Freespace Tech Lab by Mathias Woo involves electronic music, lighting and novel uses of space. Photo courtesy Zuni Icosahedron.

Fast forward more than two decades and Zuni has fresh geopolitical challenges to confront, not the least of which is Hong Kong’s contentious relationship with mainland China. Yung’s latest project is a cultural forum that revolves around One Belt One Road, the Beijing-led economic initiative that seeks to expand China’s economic influence abroad.

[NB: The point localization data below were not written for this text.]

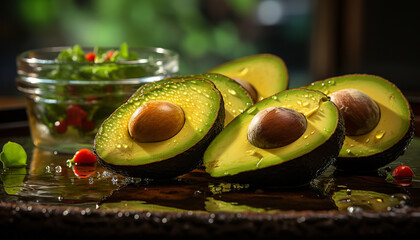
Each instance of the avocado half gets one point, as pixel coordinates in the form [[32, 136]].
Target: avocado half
[[391, 136], [233, 158], [267, 73], [235, 97], [203, 108]]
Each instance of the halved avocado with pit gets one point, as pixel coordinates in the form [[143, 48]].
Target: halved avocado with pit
[[235, 97], [378, 142], [126, 144], [232, 157], [265, 73]]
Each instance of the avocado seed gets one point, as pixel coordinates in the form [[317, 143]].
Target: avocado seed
[[249, 88], [276, 127], [360, 112], [156, 121]]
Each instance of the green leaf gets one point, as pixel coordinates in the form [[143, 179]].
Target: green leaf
[[124, 50], [13, 155], [13, 179]]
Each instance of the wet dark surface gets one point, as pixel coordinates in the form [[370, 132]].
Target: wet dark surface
[[47, 180], [47, 199]]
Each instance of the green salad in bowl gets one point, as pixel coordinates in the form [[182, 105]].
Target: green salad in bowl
[[70, 91]]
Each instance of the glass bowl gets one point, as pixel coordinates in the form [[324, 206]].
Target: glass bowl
[[68, 101]]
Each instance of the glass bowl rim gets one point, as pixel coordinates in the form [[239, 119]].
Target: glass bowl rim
[[167, 54]]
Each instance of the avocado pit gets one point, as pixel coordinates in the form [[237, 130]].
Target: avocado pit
[[276, 127], [360, 112], [156, 121]]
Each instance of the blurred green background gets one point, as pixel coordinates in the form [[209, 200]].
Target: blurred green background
[[205, 33], [315, 38]]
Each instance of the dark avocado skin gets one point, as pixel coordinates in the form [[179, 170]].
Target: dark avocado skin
[[373, 162], [176, 165], [309, 166]]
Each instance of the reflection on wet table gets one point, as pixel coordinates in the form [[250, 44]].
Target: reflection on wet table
[[47, 180]]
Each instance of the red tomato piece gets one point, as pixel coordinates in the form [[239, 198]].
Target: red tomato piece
[[84, 171], [109, 54], [75, 115], [60, 127], [90, 56], [84, 157], [402, 171], [88, 126]]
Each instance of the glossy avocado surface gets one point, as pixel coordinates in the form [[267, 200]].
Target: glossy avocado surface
[[233, 158], [267, 73], [203, 107], [390, 136]]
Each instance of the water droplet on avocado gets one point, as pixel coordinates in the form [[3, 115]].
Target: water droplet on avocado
[[251, 110], [243, 71], [380, 134]]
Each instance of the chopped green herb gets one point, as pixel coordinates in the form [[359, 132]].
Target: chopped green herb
[[13, 155]]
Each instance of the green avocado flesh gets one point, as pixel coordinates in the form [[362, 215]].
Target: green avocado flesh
[[394, 130], [235, 97], [231, 153], [267, 73], [204, 115]]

As part of the forum, Zuni will invite international artists to discuss the cultural — and not just economic — implications of this much-hyped scheme.

Like many theatre and performing arts stalwarts of his generation internationally, his interest in telling stories also means he is interested in using new technology to record them. In the 1990s and early 2000s, Yung was particularly curious about exploring video art, garnering international acclaim with a piece called “Video Circle” that involved drawing upon the I Ching, a Chinese divination text, while screening a series of short films on television sets, bringing together pieces from artists from across the region.

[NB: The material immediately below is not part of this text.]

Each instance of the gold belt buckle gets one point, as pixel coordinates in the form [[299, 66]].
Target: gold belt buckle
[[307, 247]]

“Technology changes our environment and our way of thinking, our way of communicating, and I think of course sometimes the technology moves faster than we think,” says Yung. Zuni is trying to keep up: Zuni recently launched a new programme with the West Kowloon Cultural District that explores the crossover between stage performance and technology.  Spearheaded by Zuni’s co-artistic director, Mathias Woo who is also the creator, artistic director and spatial designer of Freespace Tech Lab, turns the Studio Theatre of Hong Kong Cultural Centre into a mirror-clad theater space equipped with various advanced technological equipment. The project explores different areas in theatre production including sound, light and space.

As always, a key thread that runs throughout this is bringing together diverging disciplines and people. For Yung, creative crossover is where the magic happens. “When you do exchange it’s almost like looking at a mirror,” he says. “Because only in the mirror [do] you see what’s behind your head.”